Ever hear of Alan Carlin? Probably not, and that is the way the Obama Administration wants to keep it. Dr. Carlin is an Environmental Protection Agency veteran who recently wrote a damaging report, warning that the science behind climate change was questionable at best, and that we shouldn’t pass laws that will hurt American families and hobble the nation’s economy based on incomplete information.
Despite its promise to put science above politics, the Administration has suppressed Carlin’s report, banned him from writing or speaking about climate change, told him to forget about attending any meetings that addressed his main job function—climate change—and gave him a new assignment: updating a grants database. One supposes that, by dedicating its distinguished scientists to data-entry tasks, Obama’s EPA is able to free up true-believing interns to do its research.
Until recently, Dr. Carlin’s assignment was to research climate change issues for the agency. As part of this responsibility, he prepared a 98-page report earlier this year questioning the need for the agency to regulate CO2. His main argument—buttressed by citation after citation of peer-reviewed science—was that the agency’s earlier argument for regulating was based on incomplete science that ignored much more recent (and contrary) studies.
EPA responded by burying the report. As for Dr. Carlin himself, he was put under a strict gag order by superiors. They forbade him from writing, speaking or e-mailing about global warming to anyone outside his group at EPA. Now that his comment has been leaked (available here), the truth can come out.
We spoke to an embattled Dr. Carlin on the phone today, and, though he does fear losing his job because of his opinion, he has the strength of his beliefs. He told us that in 40 years of working for the government, he can’t remember any other time such pressure has been put on him. But you can hear in his voice that Dr. Carlin, who got his undergraduate degree in physics from CalTech and his PhD in economics from MIT, is not easily silenced.
“I’ve been involved in public policy since 1966 or 1967,” he said. “There’s never been anything exactly like this. I am now under a gag order.”
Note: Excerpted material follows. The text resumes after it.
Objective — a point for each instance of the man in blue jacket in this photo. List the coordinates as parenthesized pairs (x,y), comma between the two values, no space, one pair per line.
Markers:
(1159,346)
As for travel, “it’s been made abundantly clear that I was not to attend anything to do with climate change.” When he did attend a conference in Washington that was open to the public, he was reprimanded by a superior who told Dr. Carlin that he had “shown poor judgment” in daring to ask a question.
He does maintain a good sense of humor. He told us he had just been interviewed on radio and that the reporter had said “we hear you’ve been fired” to which he responded, “I haven’t heard that myself, but your information may be better than mine.”
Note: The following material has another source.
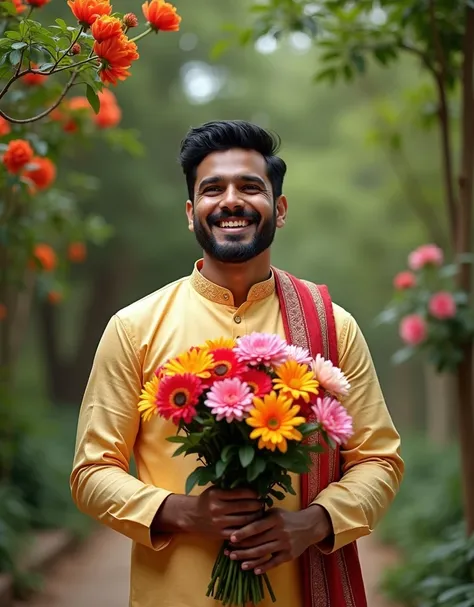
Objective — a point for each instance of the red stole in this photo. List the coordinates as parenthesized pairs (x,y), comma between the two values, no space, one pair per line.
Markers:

That Dr. Carlin’s fate should befall any civil servant is frightening. It is doubly frightening when the person is a respected scientist who is simply trying to do his job when it is needed most. At the same time EPA is looking to regulate CO2 as a health hazard, Congress is considering an even more intrusive climate change bill based on many of the same erroneous and out-dated assumptions identified in Carlin’s report.
House leadership ramrodded the Waxman-Markey bill through on Friday, with virtually no meaningful debate allowed. The Heritage Foundation estimates the legislation will inflict massive damage to a U.S. economy already on the ropes. It passed with only a seven vote margin. One wonders if it would have survived, if countervailing voices like Dr. Carlin had been allowed to be heard.
The EPA gag order—made clear in the emails between Dr. Carlin and his superior (available here), also demonstrates that President Obama’s promise to put truth above politics has now been forgotten.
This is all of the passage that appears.